In this article, you will learn more about what is inside a floppy 
disk drive and how it works. You will also find out some cool facts 
about FDDs. 
The 5.25-inch disks were dubbed "floppy" because the diskette 
packaging was a very flexible plastic envelope, unlike the rigid case 
used to hold today's 3.5-inch diskettes. 
By the mid-1980s, the improved designs of the read/write heads, along 
with improvements in the magnetic recording media, led to the less-
flexible, 3.5-inch, 1.44-megabyte (MB) capacity FDD in use today. For 
a few years, computers had both FDD sizes (3.5-inch and 5.25-inch). 
Parts of a Floppy Disk Drive 
Floppy Disk Drive Terminology
Floppy disk - Also called diskette. The common size is 3.5 inches. 
Floppy disk drive - The electromechanical device that reads and writes 
floppy disks. 
Track - Concentric ring of data on a side of a disk. 
Sector - A subset of a track, similar to wedge or a slice of pie. 
The Disk
A floppy disk is a lot like a cassette tape: 
Both use a thin plastic base material coated with iron oxide. This 
oxide is a ferromagnetic material, meaning that if you expose it to a 
magnetic field it is permanently magnetized by the field. 
Both can record information instantly. 
Both can be erased and reused many times. 
Both are very inexpensive and easy to use. 

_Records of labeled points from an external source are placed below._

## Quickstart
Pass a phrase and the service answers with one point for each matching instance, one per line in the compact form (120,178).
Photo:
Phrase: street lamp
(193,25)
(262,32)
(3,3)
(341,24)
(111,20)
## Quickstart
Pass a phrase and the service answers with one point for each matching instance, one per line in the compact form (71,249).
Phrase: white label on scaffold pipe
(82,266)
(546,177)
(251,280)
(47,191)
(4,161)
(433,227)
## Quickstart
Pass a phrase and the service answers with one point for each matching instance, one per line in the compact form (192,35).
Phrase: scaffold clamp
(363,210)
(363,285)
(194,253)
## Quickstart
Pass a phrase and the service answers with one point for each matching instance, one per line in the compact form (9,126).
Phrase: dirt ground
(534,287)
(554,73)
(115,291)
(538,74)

If you have ever used an audio cassette, you know that it has one big 
disadvantage -- it is a sequential device. The tape has a beginning 
and an end, and to move the tape to another song later in the sequence 
of songs on the tape you have to use the fast forward and rewind 
buttons to find the start of the song, since the tape heads are 
stationary. For a long audio cassette tape it can take a minute or two 
to rewind the whole tape, making it hard to find a song in the middle 
of the tape. A floppy disk, like a cassette tape, is made from a thin 
piece of plastic coated with a magnetic material on both sides. 

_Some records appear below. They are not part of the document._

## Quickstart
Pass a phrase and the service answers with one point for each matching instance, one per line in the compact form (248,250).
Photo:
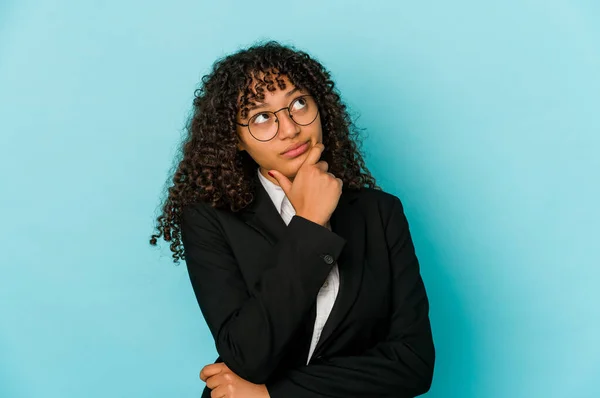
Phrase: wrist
(314,219)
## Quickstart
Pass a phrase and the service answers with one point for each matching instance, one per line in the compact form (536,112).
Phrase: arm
(253,327)
(401,366)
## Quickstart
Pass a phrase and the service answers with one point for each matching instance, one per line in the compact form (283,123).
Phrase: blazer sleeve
(401,366)
(253,326)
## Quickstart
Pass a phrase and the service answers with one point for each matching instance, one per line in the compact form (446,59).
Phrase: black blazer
(256,281)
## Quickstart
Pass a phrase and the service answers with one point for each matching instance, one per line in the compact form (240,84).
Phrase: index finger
(314,154)
(210,370)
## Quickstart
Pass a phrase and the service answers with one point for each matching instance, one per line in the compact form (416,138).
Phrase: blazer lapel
(263,216)
(348,222)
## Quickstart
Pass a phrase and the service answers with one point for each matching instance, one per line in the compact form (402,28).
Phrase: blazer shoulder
(383,200)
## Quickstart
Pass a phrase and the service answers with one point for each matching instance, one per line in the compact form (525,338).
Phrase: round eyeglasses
(264,126)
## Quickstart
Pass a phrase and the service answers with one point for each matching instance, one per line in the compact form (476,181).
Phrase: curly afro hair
(213,170)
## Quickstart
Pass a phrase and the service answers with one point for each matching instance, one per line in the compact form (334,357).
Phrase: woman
(303,268)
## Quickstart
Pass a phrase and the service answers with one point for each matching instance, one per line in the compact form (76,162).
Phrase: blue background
(483,117)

However, it is shaped like a disk rather than a long thin ribbon. The 
tracks are arranged in concentric rings so that the software can jump 
from "file 1" to "file 19" without having to fast forward through 
files 2-18. The diskette spins like a record and the heads move to the 
correct track, providing what is known as direct access storage. 
Drive Motor: A very small spindle motor engages the metal hub at the 
center of the diskette, spinning it at either 300 or 360 rotations per 
minute (RPM). 
Stepper Motor: This motor makes a precise number of stepped 
revolutions to move the read/write head assembly to the proper track 
position. The read/write head assembly is fastened to the stepper 
motor shaft. 
Mechanical Frame: A system of levers that opens the little protective 
window on the diskette to allow the read/write heads to touch the dual-
sided diskette media. An external button allows the diskette to be 
ejected, at which point the spring-loaded protective window on the 
diskette closes. 
Circuit Board: Contains all of the electronics to handle the data read 
from or written to the diskette. It also controls the stepper-motor 
control circuits used to move the read/write heads to each track, as 
well as the movement of the read/write heads toward the diskette 
surface. 
The read/write heads do not touch the diskette media when the heads 
are traveling between tracks. Electronic optics check for the presence 
of an opening in the lower corner of a 3.5-inch diskette (or a notch 
in the side of a 5.25-inch diskette) to see if the user wants to 
prevent data from being written on it. 
Writing Data on a Floppy Disk
The following is an overview of how a floppy disk drive writes data to 
a floppy disk. Reading data is very similar. Here's what happens: 
The computer program passes an instruction to the computer hardware to 
write a data file on a floppy disk, which is very similar to a single 
platter in a hard disk drive except that it is spinning much slower, 
with far less capacity and slower access time. 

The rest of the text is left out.